File "/home/ubuntu/ottertune/server/website/website/parser/base.py", line 302, in calculate_change_in_metrics
assert adj_val >= 0, '{} wrong metric type '.format(met_name)
AssertionError: pg_stat_user_tables.n_mod_since_analyze wrong metric type

This is because the value in metric_after.json is smaller than that in metric_before.json, the change is smaller than 0. If the metric type is MetricType.COUNTER, we calculate the change and require it is positive. Otherwise we set the metric as the value in metric_after.json. Thus, you can fix it by changing the metric type as 2 (MetricType.INFO) or 3 (MetricType.STATISTICS) in the metric fixture.

2. How to tune a new database ?

A brief answer is to add a collector in the client side, and a parser in the server side. OtterTune also needs knob and metric fixture of the target database. You do not need to collect all the information of knobs/metrics, start with some important ones. This PR is an example to support SAP HANA. (https://github.com/cmu-db/ottertune/pull/194)

3. How to define a new target objective besides throughput and latency ?

You can define your own function as a target objective, you should collect its information in the client side. This PR has some description. (https://github.com/cmu-db/ottertune/pull/182)
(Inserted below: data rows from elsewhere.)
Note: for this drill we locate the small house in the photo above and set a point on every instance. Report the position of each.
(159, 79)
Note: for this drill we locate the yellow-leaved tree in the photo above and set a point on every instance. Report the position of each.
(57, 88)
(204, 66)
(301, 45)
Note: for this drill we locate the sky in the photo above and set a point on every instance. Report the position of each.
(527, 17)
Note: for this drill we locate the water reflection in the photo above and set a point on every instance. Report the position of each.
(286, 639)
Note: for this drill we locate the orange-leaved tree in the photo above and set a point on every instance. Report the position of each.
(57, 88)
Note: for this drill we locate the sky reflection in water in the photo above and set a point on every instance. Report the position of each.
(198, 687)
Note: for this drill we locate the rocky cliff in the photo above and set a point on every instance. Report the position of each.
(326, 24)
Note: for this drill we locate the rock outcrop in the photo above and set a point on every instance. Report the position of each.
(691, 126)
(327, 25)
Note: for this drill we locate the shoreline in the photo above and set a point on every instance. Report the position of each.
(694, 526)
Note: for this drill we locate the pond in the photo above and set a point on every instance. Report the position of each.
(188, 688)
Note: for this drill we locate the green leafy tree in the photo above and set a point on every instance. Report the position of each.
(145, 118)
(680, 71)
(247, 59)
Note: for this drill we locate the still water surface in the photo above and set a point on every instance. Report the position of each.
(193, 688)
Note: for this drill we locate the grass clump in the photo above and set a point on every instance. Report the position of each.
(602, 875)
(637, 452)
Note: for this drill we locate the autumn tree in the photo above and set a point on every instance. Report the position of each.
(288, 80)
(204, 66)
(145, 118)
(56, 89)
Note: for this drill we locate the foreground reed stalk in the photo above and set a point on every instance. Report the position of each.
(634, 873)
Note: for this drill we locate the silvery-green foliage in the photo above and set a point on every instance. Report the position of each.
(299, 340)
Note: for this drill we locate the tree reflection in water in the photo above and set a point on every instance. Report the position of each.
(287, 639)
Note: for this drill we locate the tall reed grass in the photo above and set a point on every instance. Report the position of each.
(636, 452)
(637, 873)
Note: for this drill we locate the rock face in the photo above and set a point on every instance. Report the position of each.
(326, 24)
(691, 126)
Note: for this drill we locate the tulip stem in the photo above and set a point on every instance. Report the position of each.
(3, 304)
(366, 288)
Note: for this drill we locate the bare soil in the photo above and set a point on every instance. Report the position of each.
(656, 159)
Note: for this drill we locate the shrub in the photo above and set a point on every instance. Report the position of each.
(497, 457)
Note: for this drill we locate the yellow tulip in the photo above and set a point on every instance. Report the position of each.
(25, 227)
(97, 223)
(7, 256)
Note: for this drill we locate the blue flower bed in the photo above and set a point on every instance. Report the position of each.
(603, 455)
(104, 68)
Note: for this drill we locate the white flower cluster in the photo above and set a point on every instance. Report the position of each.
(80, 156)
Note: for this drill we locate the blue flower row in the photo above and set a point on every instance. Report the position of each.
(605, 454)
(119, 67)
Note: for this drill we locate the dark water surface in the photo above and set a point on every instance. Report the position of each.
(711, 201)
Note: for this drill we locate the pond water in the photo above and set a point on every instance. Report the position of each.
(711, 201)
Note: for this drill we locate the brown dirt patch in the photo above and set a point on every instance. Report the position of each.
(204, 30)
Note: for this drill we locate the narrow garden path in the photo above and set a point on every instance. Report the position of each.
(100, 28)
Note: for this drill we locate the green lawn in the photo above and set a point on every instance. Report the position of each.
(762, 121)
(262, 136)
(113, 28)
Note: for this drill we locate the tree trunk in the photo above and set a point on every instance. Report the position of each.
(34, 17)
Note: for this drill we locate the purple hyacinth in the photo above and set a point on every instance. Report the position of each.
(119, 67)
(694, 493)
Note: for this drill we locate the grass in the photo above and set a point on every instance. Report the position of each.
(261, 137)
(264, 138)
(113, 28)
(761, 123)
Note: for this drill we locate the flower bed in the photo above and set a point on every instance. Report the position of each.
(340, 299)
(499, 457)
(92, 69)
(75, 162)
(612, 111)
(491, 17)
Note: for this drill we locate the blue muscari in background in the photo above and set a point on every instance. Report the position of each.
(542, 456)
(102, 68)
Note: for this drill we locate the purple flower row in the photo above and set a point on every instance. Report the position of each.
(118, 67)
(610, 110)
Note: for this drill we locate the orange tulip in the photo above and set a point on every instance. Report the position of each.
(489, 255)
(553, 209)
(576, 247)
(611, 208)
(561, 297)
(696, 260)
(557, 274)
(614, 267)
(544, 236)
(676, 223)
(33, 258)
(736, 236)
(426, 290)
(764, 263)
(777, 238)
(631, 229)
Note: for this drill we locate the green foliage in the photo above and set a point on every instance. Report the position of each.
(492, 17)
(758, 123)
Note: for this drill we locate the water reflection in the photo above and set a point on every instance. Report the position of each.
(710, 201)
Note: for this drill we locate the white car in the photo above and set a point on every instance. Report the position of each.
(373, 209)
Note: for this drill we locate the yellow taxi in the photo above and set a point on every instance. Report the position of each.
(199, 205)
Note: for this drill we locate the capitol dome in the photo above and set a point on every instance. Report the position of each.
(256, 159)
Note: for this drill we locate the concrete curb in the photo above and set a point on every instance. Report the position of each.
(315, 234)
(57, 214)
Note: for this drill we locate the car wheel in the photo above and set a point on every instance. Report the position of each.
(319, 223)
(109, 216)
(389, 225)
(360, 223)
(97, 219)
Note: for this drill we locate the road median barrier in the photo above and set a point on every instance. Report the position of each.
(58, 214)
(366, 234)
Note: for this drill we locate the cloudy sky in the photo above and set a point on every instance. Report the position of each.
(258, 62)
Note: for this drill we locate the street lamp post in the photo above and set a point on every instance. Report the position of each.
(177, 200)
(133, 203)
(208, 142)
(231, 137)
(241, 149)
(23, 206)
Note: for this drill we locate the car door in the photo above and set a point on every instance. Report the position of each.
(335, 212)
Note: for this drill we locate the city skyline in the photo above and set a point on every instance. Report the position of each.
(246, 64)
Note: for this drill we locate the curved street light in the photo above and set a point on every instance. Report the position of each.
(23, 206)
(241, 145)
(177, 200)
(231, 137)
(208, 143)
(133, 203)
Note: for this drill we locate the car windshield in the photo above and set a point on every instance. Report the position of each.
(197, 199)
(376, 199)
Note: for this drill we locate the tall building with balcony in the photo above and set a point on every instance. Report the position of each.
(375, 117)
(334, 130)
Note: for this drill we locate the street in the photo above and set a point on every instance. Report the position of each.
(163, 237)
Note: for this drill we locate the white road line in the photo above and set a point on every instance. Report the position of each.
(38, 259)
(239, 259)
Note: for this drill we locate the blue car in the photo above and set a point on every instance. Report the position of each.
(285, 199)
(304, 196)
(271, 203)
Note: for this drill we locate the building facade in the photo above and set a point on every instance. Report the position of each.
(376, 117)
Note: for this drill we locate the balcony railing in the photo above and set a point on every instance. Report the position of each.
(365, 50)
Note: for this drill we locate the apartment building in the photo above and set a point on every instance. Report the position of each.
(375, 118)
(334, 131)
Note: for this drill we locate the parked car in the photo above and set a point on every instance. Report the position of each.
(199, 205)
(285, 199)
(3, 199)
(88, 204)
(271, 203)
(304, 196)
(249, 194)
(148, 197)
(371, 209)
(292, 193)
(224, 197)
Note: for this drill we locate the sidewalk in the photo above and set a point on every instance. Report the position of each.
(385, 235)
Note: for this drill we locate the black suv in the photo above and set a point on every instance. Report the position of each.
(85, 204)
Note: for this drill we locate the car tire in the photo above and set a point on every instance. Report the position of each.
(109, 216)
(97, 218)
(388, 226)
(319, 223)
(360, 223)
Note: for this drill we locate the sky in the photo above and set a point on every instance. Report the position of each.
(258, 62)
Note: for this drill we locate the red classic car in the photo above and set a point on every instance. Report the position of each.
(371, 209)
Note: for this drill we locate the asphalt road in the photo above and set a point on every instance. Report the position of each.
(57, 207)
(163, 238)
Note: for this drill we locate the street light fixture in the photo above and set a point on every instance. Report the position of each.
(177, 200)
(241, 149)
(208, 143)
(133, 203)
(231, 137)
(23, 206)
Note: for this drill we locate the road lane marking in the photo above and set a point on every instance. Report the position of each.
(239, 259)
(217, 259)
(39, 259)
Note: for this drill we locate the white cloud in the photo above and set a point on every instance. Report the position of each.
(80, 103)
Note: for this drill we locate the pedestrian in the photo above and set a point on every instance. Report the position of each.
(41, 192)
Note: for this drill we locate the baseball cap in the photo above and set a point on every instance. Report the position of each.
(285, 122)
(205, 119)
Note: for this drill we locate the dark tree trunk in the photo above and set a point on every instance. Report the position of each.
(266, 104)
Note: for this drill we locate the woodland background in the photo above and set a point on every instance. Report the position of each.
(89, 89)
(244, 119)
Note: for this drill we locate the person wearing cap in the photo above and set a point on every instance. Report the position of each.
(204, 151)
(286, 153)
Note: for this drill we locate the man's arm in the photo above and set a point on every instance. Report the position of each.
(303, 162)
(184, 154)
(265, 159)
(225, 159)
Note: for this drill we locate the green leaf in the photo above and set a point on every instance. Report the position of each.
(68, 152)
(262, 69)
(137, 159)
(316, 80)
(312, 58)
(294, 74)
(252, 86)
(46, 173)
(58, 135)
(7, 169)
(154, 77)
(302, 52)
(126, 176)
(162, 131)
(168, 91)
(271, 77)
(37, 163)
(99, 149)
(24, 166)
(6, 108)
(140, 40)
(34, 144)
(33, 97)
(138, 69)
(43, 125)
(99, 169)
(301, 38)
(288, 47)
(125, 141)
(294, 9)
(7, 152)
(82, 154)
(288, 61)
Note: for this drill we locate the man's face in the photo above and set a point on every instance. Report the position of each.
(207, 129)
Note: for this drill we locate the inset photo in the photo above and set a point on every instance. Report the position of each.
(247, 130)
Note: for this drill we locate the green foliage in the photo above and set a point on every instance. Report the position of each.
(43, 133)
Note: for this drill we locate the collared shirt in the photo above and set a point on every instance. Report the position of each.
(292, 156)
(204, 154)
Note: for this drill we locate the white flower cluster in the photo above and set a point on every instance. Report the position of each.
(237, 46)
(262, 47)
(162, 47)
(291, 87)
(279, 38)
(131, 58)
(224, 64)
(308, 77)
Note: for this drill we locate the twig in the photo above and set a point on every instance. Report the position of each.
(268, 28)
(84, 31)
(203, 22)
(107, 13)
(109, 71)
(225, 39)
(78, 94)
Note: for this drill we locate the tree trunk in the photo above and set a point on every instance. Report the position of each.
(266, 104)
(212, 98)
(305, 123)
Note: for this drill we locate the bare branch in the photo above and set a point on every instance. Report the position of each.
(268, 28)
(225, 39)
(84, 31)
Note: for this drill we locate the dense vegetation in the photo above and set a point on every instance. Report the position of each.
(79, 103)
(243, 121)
4. The throughput decreases over time when running TPCC Benchmark ? / When should I reload the database ?

When running TPC-C benchmark with OLTP-Bench, the size of database grows since it inserts new tuples. Thus, the throughput may decrease over time even with the same database configuration. So we reload the database every several loops. The frequency is hard to tell since it depends on the your hardware, database size and benchmark configuration. e.g. When scale factor/terminal/observation time is large in the benchmark, we should reload the database more frequently. You can set the frequency RELOAD_INTERVAL in the driver fabfile.py. However, when running analytics queries in TPC-H, the database size does not change and you do not need to reload the database. You can set RELOAD_INTERVAL as 0 then.

5. Exploration and Exploitation

Exploration phase is searching an unknown region where it has little to no data. Exploitation phase is making use of existing data to predict the performance and selecting a configuration that is near the best configuration. In OtterTune, we balance exploration and exploitation with UCB (Upper Confidence Bound). When sigma_multiplier parameter (see here) is large, OtterTune will have more chance to explore rather than exploit. If OtterTune converges to the configuration that you do not satisfy, you can increase this parameter to encourage OtterTune to explore more. It can search some new region with little data. It may become more volatile but have a chance to try new configuration with better performance.